Sin embargo, aquellas viejas prácticas y las presentes se asemejan en dos cosas: sirven para aliviar la incertidumbre humana respecto al futuro, y unas veces aciertan y otras no.
Aunque parezca absurdo, en la memoria quedan más los aciertos que los errores. Así, hay múltiples ejemplos de vaticinios certeros que están grabados en el imaginario de la humanidad, casi todos asociados a grandes personajes, porque el vértigo de la incertidumbre se da de una forma más intensa (e interesante) en los que viven cerca del poder.
El olvido de los errores y la fuerza del ansia por saber, inducen a que en la política contemporánea sea una extravagancia actuar sin información sobre el futuro. Por ello, no es de extrañar que, ante la proximidad de unas elecciones, proliferen encuestas o sondeos que miden, minuto a minuto, la evolución del pronóstico.
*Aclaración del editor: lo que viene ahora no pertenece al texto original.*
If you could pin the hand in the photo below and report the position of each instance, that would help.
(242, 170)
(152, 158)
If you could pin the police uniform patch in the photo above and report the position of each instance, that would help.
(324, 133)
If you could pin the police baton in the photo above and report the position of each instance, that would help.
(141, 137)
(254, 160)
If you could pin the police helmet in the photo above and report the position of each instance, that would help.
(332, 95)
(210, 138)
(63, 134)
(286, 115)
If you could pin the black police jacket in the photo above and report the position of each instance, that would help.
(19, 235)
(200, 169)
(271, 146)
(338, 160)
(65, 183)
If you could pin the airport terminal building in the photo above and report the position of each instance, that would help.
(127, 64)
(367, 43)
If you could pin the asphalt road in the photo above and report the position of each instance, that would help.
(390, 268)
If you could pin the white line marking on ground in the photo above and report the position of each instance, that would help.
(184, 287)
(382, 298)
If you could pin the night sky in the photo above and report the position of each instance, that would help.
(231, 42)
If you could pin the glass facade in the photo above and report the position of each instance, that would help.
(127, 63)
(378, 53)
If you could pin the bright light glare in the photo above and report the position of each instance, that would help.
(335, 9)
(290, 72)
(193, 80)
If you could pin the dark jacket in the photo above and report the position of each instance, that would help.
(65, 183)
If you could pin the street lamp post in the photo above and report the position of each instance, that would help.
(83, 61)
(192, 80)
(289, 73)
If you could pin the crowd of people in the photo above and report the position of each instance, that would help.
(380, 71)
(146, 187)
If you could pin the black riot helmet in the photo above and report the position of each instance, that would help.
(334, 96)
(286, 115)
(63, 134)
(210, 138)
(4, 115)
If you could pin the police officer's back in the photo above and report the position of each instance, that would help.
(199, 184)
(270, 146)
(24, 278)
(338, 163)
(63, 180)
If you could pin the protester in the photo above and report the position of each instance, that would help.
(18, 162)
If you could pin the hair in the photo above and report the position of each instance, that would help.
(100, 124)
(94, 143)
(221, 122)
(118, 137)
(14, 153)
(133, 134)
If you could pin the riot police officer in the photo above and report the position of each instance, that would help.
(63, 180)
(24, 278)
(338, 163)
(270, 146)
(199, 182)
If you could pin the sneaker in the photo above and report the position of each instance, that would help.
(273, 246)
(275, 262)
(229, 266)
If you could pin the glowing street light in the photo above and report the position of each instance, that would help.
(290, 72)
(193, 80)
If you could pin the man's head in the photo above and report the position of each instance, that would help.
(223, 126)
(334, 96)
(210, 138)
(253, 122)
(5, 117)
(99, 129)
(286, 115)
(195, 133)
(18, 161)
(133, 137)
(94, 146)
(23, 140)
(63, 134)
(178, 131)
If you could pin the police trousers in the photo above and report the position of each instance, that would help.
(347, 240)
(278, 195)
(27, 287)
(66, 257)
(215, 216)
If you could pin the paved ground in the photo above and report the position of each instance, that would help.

Sin embargo, una peculiaridad de nuestro tiempo es la confluencia del atávico interés de los protagonistas por orientar su acción a través de la adivinación, con las características del nuevo mercado de la comunicación. Como se sabe, eso que hemos denominado “sociedad de la información”, en lo que a medios de masas se refiere, es más bien “la sociedad de la noticia”. Lo relevante para el negocio no es la información, sino la novedad, lo que llama la atención, lo que los otros no proporcionan… y las encuestas y sondeos son, en ese sentido, un producto maravilloso.
Así que, hasta las Generales, nos quedan cuatro meses de encuestas que, en otro contexto cultural, podrían sustituirse por descripciones interpretadas de cómo era el color de los intestinos de una paloma, y frente a las cuales sería más razonable contraponer un augurio tan famoso y ambiguo como el de CUÍDATE DE LOS IDUS DE MARZO.
Porque –no lo olvidemos- al leer resultados de sondeos no estaremos recibiendo información sino entreteniéndonos con oráculos.